Mahmood Rasheed محمود رشید

Personal information
- Full name: Mahmood Rasheed Dar
- Born: 22 June 1955 (age 71) Karachi, Sindh, Pakistan
- Batting: Right-handed
- Bowling: Right-arm Medium
- Role: Batsman
- Relations: Ahmed Rasheed (brother) Farooq Rasheed (brother) Haroon Rasheed (brother) Mohtashim Rasheed (brother) Tahir Rasheed (brother) Umar Rasheed (brother)

Domestic team information
- 1976/77-1983/84: Karachi Blues
- 1976/77: Karachi Whites
- 1978/79-1992/93: United Bank Limited

Umpiring information
- T20Is umpired: 1 (2007–2007)

Career statistics
| Competition | FC | LA |
| Matches | 87 | 40 |
| Runs scored | 3085 | 522 |
| Batting average | 24.68 | 20.07 |
| 100s/50s | 3/15 | 0/2 |
| Top score | 116* | 57* |
| Balls bowled | 196 | 78 |
| Wickets | 3 | 1 |
| Bowling average | 33.66 | 54.00 |
| 5 wickets in innings | 0 | 0 |
| 10 wickets in match | 0 | 0 |
| Best bowling | 2/14 | 1/35 |
| Catches/stumpings | 114/– | 12/– |
- Source: ESPNcricinfo Pakistan Cricket, 10 July 2022

= Mahmood Rasheed =

Pakistani cricketer (born 1955)

Mahmood Rasheed (born 22 June 1955) is a Pakistani former cricketer, cricket referee, coach and umpire. Rasheed was a right-handed batsman who bowled right-arm medium pace. He was born in Karachi, Sindh into a cricketing family. His brothers Ahmed Rasheed, Farooq Rasheed, Haroon Rasheed, Mohtashim Rasheed, Tahir Rasheed and Umar Rasheed all played first-class cricket.
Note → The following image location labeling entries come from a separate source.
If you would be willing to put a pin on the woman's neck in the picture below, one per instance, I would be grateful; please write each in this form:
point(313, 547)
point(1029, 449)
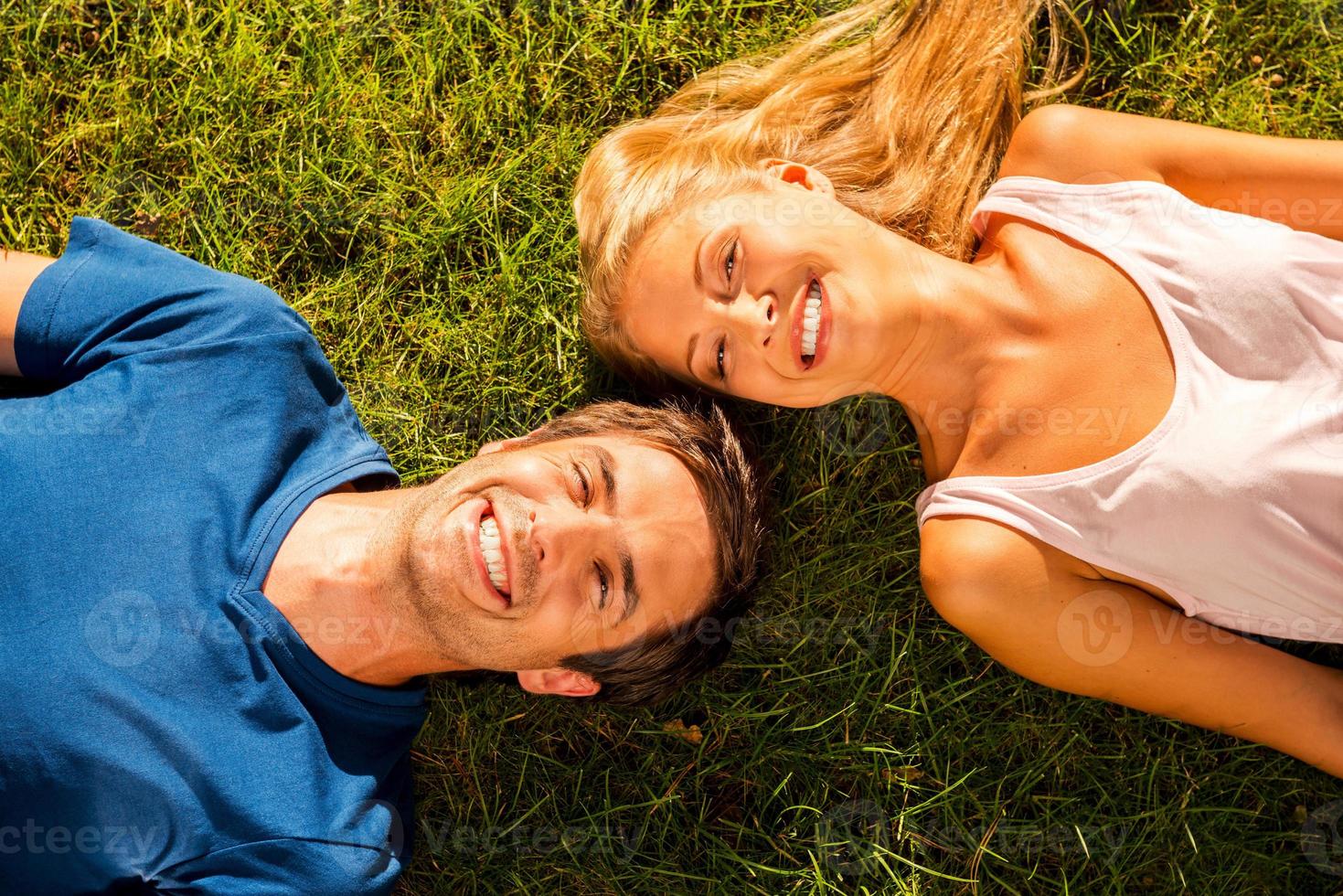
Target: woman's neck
point(976, 325)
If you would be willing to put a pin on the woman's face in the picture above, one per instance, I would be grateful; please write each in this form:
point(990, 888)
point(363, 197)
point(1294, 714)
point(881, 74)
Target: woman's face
point(776, 295)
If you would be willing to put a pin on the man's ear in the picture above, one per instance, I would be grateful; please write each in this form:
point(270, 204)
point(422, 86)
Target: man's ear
point(794, 172)
point(564, 683)
point(498, 445)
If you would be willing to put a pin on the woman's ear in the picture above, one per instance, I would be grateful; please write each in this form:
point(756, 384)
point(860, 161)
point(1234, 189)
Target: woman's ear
point(564, 683)
point(794, 172)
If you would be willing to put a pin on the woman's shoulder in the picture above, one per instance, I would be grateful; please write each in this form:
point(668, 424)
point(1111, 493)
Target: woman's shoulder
point(1076, 145)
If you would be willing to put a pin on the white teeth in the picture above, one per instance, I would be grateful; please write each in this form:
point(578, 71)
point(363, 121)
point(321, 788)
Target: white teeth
point(810, 321)
point(493, 557)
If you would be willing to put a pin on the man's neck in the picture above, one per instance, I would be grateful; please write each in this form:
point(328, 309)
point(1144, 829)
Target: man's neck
point(334, 581)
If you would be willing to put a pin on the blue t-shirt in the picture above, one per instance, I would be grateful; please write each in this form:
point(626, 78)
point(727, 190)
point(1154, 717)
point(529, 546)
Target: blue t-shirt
point(163, 723)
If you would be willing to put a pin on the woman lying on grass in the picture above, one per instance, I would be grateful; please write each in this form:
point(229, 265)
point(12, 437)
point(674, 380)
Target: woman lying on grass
point(1162, 380)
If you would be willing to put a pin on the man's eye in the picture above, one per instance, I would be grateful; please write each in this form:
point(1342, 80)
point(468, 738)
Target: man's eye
point(584, 484)
point(601, 578)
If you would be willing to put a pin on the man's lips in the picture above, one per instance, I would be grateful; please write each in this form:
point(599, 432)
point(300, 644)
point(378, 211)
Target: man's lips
point(492, 600)
point(799, 305)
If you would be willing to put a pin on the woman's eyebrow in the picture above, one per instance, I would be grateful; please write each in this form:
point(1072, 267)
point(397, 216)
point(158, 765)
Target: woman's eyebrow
point(698, 271)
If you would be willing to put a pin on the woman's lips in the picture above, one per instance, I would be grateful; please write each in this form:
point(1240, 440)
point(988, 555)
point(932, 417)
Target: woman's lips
point(822, 329)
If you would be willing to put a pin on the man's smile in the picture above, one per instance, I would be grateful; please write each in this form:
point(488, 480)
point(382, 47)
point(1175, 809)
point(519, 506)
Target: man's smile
point(487, 536)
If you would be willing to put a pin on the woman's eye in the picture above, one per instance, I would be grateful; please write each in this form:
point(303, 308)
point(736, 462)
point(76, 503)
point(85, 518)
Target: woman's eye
point(601, 578)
Rasheed made his first-class debut for Karachi Blues in the 1976–77 season, and later played domestic cricket mainly for Karachi sides and United Bank Limited.

Rasheed played in the strong United Bank side of the 1980s, alongside players such as Sadiq Mohammad, Saeed Anwar, Shafiq Ahmed and Ashraf Ali. In the final of the 1984–85 Quaid-e-Azam Trophy, held at Gaddafi Stadium, Lahore, he appeared for United Bank against Railways.

After his playing career, Rasheed moved into officiating and coaching. He served as a match referee in Pakistan domestic cricket, refereeing 40 first-class and 23 List A matches, and in October 2007 he umpired a Twenty20 International between Singapore and Hong Kong in the 2007 ACC Twenty20 Cup. In 2008, he was appointed chief coach of United Bank Limited's side for the Patron's Trophy Grade-II competition.